Wakil Presiden Kemitraan Play Google Purnima Kochikar menyatakan kesepakatan tersebut telah disetujui dan diajukan kepada Epic, namun tidak diterima.
Kesepakatan itu melibatkan pemberian pendanaan tambahan selama tiga tahun hingga 2021 kepada Epic, sebagai upaya untuk mencegah aplikasi populer seperti Fortnite lepas dari toko resmi Android dan menghindari biaya pembelian dalam aplikasi Google.
Epic sebelumnya meluncurkan Fortnite di Android pada 2018 melalui situs web mereka sendiri.

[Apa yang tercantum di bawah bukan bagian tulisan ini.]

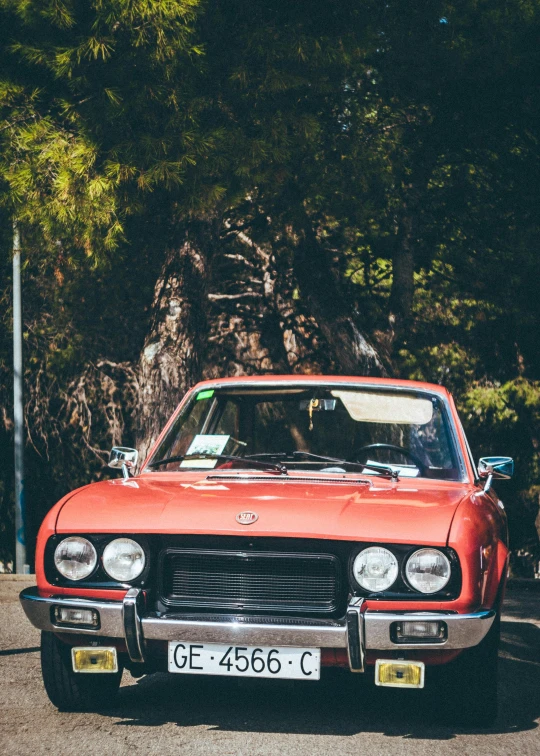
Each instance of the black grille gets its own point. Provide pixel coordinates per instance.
(255, 580)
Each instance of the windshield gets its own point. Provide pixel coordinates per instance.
(313, 428)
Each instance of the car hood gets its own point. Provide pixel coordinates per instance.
(409, 511)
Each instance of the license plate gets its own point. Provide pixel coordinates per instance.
(245, 661)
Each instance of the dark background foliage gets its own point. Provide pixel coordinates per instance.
(229, 187)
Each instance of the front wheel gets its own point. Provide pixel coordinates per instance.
(69, 690)
(470, 683)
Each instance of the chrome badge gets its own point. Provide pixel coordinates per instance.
(247, 518)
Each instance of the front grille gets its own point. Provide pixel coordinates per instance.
(254, 580)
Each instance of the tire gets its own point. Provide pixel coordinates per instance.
(69, 690)
(470, 693)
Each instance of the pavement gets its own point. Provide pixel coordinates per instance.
(171, 714)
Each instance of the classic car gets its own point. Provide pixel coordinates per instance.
(281, 525)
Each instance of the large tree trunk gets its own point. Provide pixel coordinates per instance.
(350, 349)
(174, 350)
(257, 326)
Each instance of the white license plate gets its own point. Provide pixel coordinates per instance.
(245, 661)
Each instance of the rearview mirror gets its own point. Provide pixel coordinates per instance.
(123, 458)
(495, 467)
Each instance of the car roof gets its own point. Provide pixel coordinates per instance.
(389, 383)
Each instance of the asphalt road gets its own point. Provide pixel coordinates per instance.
(171, 714)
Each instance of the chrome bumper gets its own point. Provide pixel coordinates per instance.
(361, 631)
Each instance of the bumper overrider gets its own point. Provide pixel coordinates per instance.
(363, 629)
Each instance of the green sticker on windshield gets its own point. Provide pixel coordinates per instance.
(205, 394)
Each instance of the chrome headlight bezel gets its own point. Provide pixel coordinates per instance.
(115, 572)
(375, 554)
(82, 543)
(430, 552)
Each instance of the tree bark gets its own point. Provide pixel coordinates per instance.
(174, 350)
(351, 351)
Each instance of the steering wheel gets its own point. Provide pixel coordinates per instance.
(400, 449)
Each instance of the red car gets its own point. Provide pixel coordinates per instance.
(282, 524)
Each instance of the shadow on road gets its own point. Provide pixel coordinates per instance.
(341, 704)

Akan tetapi, game tersebut didepak dari Play Store karena menjual mata uang dalam game, V-Bucks, tanpa membayar komisi ke Google.

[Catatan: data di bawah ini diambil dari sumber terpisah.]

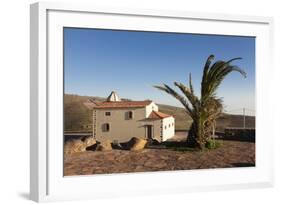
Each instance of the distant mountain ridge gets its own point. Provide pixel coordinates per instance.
(78, 115)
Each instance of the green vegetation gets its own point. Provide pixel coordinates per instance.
(78, 117)
(203, 110)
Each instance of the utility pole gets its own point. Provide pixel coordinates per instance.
(244, 119)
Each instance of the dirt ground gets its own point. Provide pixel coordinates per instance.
(231, 154)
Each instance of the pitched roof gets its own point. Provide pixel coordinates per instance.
(158, 115)
(121, 104)
(113, 97)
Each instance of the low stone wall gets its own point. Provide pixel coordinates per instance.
(241, 134)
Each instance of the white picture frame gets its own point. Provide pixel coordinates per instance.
(46, 139)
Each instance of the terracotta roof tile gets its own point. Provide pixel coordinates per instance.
(121, 104)
(158, 115)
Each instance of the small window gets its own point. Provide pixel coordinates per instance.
(106, 127)
(130, 115)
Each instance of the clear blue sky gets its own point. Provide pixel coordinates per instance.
(99, 61)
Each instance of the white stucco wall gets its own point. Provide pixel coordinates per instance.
(168, 128)
(149, 108)
(121, 129)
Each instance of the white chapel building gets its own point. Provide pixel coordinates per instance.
(119, 120)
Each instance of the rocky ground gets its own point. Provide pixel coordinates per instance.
(231, 154)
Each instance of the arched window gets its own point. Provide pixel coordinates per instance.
(106, 127)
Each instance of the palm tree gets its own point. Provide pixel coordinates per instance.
(204, 110)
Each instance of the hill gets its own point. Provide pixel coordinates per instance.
(78, 116)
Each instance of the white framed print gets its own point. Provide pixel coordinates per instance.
(133, 102)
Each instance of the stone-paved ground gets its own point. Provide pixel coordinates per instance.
(231, 154)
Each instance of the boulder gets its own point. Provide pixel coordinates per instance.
(78, 145)
(104, 146)
(136, 144)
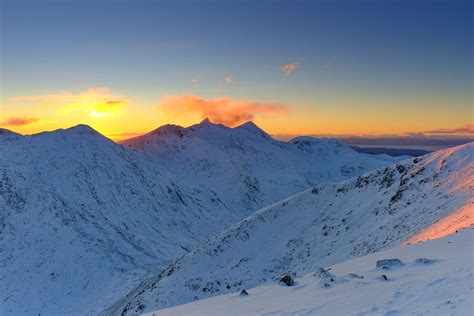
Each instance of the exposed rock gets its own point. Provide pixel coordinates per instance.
(287, 280)
(388, 263)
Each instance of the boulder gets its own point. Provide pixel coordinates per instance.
(388, 263)
(287, 280)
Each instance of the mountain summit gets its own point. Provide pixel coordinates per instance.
(246, 167)
(319, 227)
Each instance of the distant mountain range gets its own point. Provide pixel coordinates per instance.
(246, 167)
(83, 220)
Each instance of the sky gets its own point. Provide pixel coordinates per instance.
(344, 68)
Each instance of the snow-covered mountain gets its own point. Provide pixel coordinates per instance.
(321, 226)
(246, 167)
(433, 278)
(82, 219)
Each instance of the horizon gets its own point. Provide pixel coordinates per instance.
(406, 142)
(278, 69)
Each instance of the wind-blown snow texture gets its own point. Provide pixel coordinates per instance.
(246, 167)
(83, 220)
(435, 278)
(82, 217)
(321, 226)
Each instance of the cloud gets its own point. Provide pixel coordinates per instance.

Meskipun demikian, pada 2020, Epic mengakui keputusan awal tersebut merugikan mereka terutama karena masalah keamanan dan faktor lainnya.
Di tahun sama, Epic melayangkan gugatan antimonopoli dengan klaim keputusan awal perusahaan membuat Google khawatir akan ‘risiko penularan’.
Dokumen internal Google diungkapkan di pengadilan menunjukkan kekhawatiran pengembang game lain dapat mengikuti langkah Epic, mengakibatkan kerugian pendapatan besar bagi Google.
Diwartakan The Verge, Minggu (12/11/2023), Google disebutkan mencoba mencegahnya dengan menawarkan manfaat khusus atau membeli Epic.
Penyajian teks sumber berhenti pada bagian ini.